I try to imagine what my face looks like  during labor and child-birth.  I think  about how my face feels when I am making love.  Does it emit a different smell when I am cooking?  When I take a shower and soap my face or my eyes sting from the salt of the sea or the chlorine in the pool, how do these elements change my face? What is my sad face, when my mother died and I was flying from Jamaica to California to see her before she issued her last breath.  I did not want to see my mother’s death face.

This is my COVID 19 face.  I don’t think it shows that there is a pandemic? It is a selfie and I only wanted to capture part of my face, and the words reflect who I am and who I always want to show up as — I want my face to announce this creative resilience.

What does someone mean when they declare, “Say it to my face.” ? Often it is when something negative is said behind one’s back, and the person saying whatever they are saying  is being called out as a coward. “Say it to my face, damn it!”

Maybe it is akin to what Eleanor Roosevelt means in this quotes: “You gain strength, courage, and confidence by every experience in which you really stop to look fear in the face.”  How does one look fear in the face?  What does that mean really? To be brave? To push through?

I like face-to-face events. I love the intimacy that these opportunities afford us. This way I get to hear and see, and therefore feel more apt to evaluate the merit of what’s being said. I suppose face-to-face is like eye-ball to eye-ball, although this latter term seems more aggressive as id a dual is taking place — who can out stare whom?

Some people refer to their face as their  mug, this usually suggests a criminal element.

This is my profile indicates a pose, a decided presentation. What about your features? Here again, it tends to be an assessment of supposedly one’s best `side.’

“Keep your face always towards the sunshine — and shadows will fall behind you,” says the poet Walt Whitman.  Do we really know what he means seeing that the quotes is lifted out of context. This is what I think happens when the sun is out, and one faces the sun, but I suspect Whitman is speaking in poetic terms, metaphorically.

J.D. Salinger’s quote is clear, and we don’t have to second guess what he means  when he says, “She was not one for emptying her face of expression. ” Here is a woman who does not attempt to hide what she is feeling –joy or contempt or anger or livid disdain. But look at how the writer puts it, `emptying’…can one also say filling up?

The Roman orator, statesman and writer, Marcus Tullius Cicero, offers a quote which I find to be profound and accurate to a point;  he says “The face is a picture of the mind with the eyes as its interpreter.” Let’s ponder this for a moment — the face reflecting the mind and the eyes interpreting.  How accurate is this?  What about a seeing impaired or blind person?

How about this, “Every face, every shop, bedroom window, public-house, and dark square is a picture feverishly turned–in search of what? It is the same with books…”
from Virginia Woolf.  What is it that you face is seeking?  Where is it looking?  What is it telling others?  What is it concealing? How open or close is your face?  When is it most vulnerable?
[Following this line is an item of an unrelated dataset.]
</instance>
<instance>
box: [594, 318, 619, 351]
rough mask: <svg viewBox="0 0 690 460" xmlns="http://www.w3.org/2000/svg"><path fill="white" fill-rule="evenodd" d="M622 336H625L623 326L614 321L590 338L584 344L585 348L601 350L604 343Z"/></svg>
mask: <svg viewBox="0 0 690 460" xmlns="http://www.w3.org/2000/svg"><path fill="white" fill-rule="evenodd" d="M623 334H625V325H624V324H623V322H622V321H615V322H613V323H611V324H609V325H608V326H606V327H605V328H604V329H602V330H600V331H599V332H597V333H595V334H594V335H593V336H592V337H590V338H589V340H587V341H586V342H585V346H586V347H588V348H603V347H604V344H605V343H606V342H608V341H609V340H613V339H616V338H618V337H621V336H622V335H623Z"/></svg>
Finally, think about this term, “Blackface” popularised  in the United States as a form  of theatrical make-up used predominantly by mostly white performers to represent a caricature of a black person. Imagine that, to blacken the face to poke fun or misinterpret that actions and/or mannerism of a Black person. A racist act.

Side Bar 1: Walt Whitman (May 31, 1819 – March 26, 1892), a humanist,  and an American poet, essayist, and journalist work incorporates transcendentalism and realism; Leaves of Grass, his major work, he self-published in 1855

Side bar 2: J. D. Salinger is best known for  his novel, The Catcher in the Rye.  He ended up being a recluse after this success, and published very little upon till his death, novel The Catcher in the Rye

Side Bar 3: Did you know that Virginia Woolf is considered to be “one of the most important modernist 20th-century authors and also a pioneer in the use of stream of consciousness as a narrative device?”